Sumiram os galhos e os frutos que brotaram de seu corpo, como sumiu o rio que tinha aparecido no meio do deserto. Logo nos dispersamos pelo deserto, cada um procurando sair por um caminho, sem que ninguém pudesse achar a saída. Muitos desanimavam e deitavam sobre a areia seca, torrando ao sol.
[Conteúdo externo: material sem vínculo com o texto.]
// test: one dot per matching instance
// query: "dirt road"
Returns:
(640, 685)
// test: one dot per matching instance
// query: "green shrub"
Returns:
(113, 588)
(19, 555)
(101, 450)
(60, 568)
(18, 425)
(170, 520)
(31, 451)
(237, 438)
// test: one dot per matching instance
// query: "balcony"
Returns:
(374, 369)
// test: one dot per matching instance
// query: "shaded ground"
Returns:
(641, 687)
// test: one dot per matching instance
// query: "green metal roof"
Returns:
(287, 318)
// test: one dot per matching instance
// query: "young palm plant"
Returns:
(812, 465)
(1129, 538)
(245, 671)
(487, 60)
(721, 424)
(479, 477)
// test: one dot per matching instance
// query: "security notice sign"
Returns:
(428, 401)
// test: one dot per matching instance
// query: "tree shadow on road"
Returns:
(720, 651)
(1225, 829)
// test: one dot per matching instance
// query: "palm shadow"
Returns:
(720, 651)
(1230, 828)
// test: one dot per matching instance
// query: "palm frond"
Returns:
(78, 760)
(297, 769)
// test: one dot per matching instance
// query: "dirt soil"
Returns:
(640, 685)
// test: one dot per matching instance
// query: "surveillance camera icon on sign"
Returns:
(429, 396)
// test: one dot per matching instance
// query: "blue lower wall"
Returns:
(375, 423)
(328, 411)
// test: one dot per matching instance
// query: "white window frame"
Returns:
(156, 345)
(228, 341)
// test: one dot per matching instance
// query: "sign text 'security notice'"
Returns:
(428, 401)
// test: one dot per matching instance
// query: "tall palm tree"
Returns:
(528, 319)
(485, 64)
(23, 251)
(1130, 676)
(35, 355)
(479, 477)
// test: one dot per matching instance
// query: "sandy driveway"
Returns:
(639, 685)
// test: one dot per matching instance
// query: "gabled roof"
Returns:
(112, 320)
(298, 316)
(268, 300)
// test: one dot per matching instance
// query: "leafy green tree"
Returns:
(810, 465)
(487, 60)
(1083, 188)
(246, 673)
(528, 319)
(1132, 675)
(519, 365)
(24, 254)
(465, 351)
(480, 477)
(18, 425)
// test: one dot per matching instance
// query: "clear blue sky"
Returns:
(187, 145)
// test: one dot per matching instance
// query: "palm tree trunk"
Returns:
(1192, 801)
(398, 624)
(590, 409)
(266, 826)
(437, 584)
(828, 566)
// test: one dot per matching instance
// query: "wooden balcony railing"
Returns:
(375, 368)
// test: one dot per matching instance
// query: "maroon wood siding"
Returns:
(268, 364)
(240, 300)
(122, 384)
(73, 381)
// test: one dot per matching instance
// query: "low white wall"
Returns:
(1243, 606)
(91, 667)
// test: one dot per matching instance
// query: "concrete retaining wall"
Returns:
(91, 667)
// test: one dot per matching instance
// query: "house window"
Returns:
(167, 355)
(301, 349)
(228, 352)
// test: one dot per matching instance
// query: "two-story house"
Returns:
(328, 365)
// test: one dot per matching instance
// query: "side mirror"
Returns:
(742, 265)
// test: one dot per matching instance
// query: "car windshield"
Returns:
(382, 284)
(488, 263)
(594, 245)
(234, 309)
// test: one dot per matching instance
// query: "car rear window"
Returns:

Assim ficamos por dois dias e duas noites, até que na alvorada do terceiro dia um arauto do rei corria por todo o deserto e gritava: “Alegrai-vos! Alegrai-vos! Ele ressuscitou! Ele ressuscitou” Os que estavam deitados levantaram, os que vagavam pararam e todos nos juntamos novamente no centro do deserto. Ele veio, abraçou cada um, e novamente desapareceu de nossas vistas e do alcance de nossas mãos, mas ainda estava ali, dentro de nós e em tudo. Juntos voltamos para a cidade. Cheguei na minha casa na Páscoa, onde todos riam e celebravam um ser que é Deus e homem, corpo e espírito, três e um, eterno e transitório, repouso e movimento, delírio e realidade, carnaval e quaresma, morte e ressurreição. Na boca um sabor de chocolate.